Calif. Assembly Committee Defeats Privacy Bill

July 2, 2001

According to the National Association of Independent Insurers (NAII), the California Assembly Banking and Finance Committee narrowly nixed proposed legislation that would have restricted the ability of businesses to offer expanded financial services to their customers.

SB 773 received five “yes” votes from the 11-member committee. Six votes were needed for passage.

SB 773, which already had passed the full Senate earlier in June, conflicted with federal privacy standards established in 1999’s Gramm-Leach-Bliley Act (GLBA). Another committee vote on the bill could be taken in early July.

Sam Sorich, NAII vice president and western regional manager said it is beneficial to consumers and business that California will retain its current privacy provisions, which have proven effective for more than two decades. He added that the rejection of SB 773 will allow the state to avoid costly and unwarranted inconsistencies, and gain time to evaluate how rules from GLBA are implemented.

By July 1, federal financial institutions are required to meet the privacy standards in GLBA. NAII is advocating that states enact legislation mirroring GLBA to avoid a hodge-podge of legislation that would be confusing and costly for consumers and insurers.

GLBA’s “opt-out” system for financial data mandates that financial institutions provide an annual notice to customers informing them of their right to “opt-out” of sharing their financial information with non-affiliated third parties. Unlike SB 773, GLBA does not restrict the flow of consumer information among affiliated entities. The Secretary of the U.S. Treasury is required to report to Congress by Jan. 1 whether the new federal privacy requirements are adequate.

According to the NAII, SB 773 would have ventured well beyond the basic privacy provisions in GLB by prohibiting any disclosure of customers’ information to nonaffiliates without the customer’s consent, or “opt-in.” It also would have allowed customers to “opt-out” the sharing of their information with company affiliates, which conflicts with the federal Fair Credit Reporting Act. The act specifies that no state law may limit information sharing with affiliates until 2004.

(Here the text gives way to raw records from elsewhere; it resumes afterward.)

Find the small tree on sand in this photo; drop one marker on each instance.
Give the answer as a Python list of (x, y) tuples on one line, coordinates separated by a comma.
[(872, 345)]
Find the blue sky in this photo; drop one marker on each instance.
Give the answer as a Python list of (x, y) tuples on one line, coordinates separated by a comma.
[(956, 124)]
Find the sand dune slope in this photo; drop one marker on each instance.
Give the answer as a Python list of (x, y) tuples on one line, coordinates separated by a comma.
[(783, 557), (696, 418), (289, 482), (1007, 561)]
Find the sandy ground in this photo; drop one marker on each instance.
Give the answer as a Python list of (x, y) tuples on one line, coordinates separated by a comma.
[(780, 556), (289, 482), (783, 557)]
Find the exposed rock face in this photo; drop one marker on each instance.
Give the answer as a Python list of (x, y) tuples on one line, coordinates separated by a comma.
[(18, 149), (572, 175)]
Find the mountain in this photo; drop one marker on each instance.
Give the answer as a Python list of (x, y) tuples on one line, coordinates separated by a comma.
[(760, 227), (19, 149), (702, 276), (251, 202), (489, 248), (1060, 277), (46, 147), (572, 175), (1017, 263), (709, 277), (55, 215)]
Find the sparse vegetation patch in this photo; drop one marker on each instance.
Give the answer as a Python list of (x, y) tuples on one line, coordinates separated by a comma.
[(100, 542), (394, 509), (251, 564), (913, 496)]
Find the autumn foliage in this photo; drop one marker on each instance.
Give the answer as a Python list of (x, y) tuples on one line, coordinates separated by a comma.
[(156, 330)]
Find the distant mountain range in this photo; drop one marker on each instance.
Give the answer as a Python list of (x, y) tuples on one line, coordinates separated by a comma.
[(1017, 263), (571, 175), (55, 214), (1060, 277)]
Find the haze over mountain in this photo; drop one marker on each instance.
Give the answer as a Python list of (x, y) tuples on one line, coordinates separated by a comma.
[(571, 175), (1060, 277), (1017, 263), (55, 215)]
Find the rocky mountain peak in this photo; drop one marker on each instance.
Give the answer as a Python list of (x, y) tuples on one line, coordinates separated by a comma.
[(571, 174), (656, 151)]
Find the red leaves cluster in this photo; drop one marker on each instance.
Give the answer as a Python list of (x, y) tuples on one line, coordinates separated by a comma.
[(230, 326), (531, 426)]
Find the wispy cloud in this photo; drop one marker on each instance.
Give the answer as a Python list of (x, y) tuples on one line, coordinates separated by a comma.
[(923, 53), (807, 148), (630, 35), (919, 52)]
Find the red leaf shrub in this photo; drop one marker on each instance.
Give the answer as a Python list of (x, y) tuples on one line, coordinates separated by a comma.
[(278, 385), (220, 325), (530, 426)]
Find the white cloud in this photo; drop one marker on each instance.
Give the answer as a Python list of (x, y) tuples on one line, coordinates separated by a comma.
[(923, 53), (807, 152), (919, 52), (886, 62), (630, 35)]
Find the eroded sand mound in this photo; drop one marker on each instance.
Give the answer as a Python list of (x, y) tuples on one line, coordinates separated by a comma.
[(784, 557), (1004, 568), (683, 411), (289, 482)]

The NAII further states that while designed to protect the privacy of consumer financial information, the bill actually would have conflicted with state privacy protections for insurance information that have been in place and proven effective for nearly two decades. California’s current insurance privacy law, the Insurance Information and Privacy Protection Act, already gives consumers the right to opt-out of the sharing of information for marketing purposes. Consumers also have the right to inspect their personal information to have erroneous information corrected.